Au cœur de l’économie de la fonctionnalité se trouve l’allongement de la durée de vie des produits. Le fournisseur, restant propriétaire du bien, a tout intérêt à ce qu’il dure le plus longtemps possible et à minimiser les temps d’immobilisation. C’est ici qu’intervient le destockage non pas comme une fin, mais comme un outil de régulation des parcs de produits. Les équipements neufs achetés en surplus pour constituer le parc initial, les machines remplacées lors d’upgrades, ou les modèles devenus obsolètes dans l’offre de service mais encore parfaitement fonctionnels, constituent un stock dormant au sein même du modèle. Savoir les réorienter efficacement est crucial pour éviter un gaspillage qui nuirait à l’image « durable » du modèle.

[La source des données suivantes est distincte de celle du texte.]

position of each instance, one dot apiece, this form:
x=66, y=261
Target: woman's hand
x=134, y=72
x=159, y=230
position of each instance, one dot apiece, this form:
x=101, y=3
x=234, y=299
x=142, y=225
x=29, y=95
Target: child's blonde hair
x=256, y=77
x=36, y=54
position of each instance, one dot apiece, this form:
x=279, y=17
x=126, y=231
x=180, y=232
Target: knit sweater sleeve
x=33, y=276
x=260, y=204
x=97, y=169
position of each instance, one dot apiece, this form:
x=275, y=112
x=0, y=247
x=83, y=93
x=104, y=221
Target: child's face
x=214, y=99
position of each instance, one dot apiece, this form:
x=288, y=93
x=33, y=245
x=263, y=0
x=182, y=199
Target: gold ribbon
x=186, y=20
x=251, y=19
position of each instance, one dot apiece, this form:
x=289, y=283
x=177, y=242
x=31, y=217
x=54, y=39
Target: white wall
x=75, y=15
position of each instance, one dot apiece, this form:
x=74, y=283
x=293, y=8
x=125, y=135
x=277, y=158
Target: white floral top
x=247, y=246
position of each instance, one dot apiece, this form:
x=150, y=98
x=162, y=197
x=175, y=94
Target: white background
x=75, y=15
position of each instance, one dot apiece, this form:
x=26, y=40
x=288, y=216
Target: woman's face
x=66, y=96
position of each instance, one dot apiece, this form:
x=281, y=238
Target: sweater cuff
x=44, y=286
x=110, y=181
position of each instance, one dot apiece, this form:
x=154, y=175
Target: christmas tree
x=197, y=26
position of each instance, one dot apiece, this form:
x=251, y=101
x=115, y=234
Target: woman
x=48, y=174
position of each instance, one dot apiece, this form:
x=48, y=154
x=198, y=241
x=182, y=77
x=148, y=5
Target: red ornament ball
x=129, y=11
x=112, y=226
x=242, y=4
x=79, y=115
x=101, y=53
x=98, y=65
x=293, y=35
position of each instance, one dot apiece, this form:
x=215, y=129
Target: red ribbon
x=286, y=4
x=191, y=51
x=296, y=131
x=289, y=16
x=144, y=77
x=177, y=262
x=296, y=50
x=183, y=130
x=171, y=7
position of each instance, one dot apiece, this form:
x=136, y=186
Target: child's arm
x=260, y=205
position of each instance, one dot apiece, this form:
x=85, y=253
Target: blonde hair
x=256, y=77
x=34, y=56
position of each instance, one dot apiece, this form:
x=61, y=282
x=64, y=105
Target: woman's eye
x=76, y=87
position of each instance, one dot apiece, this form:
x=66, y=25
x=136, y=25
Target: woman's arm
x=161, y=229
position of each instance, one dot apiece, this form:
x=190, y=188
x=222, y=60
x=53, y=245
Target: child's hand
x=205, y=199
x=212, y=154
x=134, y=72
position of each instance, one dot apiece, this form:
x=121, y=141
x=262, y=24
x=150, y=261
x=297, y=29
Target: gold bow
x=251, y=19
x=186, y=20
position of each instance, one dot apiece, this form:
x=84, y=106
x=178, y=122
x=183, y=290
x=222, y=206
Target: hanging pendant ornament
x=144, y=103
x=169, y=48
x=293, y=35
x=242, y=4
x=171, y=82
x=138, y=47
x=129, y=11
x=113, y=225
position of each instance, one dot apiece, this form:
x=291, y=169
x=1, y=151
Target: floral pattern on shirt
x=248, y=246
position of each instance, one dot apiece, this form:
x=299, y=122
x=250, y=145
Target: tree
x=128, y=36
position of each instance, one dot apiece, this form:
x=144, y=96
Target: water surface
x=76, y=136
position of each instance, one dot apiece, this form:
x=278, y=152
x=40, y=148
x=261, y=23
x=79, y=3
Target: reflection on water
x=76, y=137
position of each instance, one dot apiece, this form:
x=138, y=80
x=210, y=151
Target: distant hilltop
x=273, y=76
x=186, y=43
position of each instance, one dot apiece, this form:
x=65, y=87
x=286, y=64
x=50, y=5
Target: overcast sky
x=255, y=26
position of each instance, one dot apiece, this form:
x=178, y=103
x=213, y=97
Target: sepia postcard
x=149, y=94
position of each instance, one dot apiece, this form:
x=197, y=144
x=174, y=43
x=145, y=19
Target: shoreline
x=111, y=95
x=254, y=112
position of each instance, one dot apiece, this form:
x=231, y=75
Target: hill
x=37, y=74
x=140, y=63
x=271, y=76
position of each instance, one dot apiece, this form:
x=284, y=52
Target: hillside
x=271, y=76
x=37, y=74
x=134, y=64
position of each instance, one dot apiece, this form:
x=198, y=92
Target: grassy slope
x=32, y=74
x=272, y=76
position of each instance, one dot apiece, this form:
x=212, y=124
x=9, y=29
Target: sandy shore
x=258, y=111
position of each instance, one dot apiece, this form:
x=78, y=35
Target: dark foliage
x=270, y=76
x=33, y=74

Le destockage permet ainsi la revalorisation en interne des actifs. Un lot de perceuses électriques d’un ancien modèle, retiré du service de location premium, peut être reconditionné et réaffecté à une offre d’entrée de gamme ou à un service destiné à une autre clientèle (par exemple, la location à la journée pour les particuliers). Cette logique de « cascade » des produits au sein de l’écosystème de l’entreprise est une forme sophistiquée de destockage interne. Elle maximise l’utilisation de la ressource et repousse le moment où le produit deviendra un déchet. Pour cela, il faut une visibilité parfaite sur le parc, son état, et sa localisation – une compétence centrale du destockage professionnel.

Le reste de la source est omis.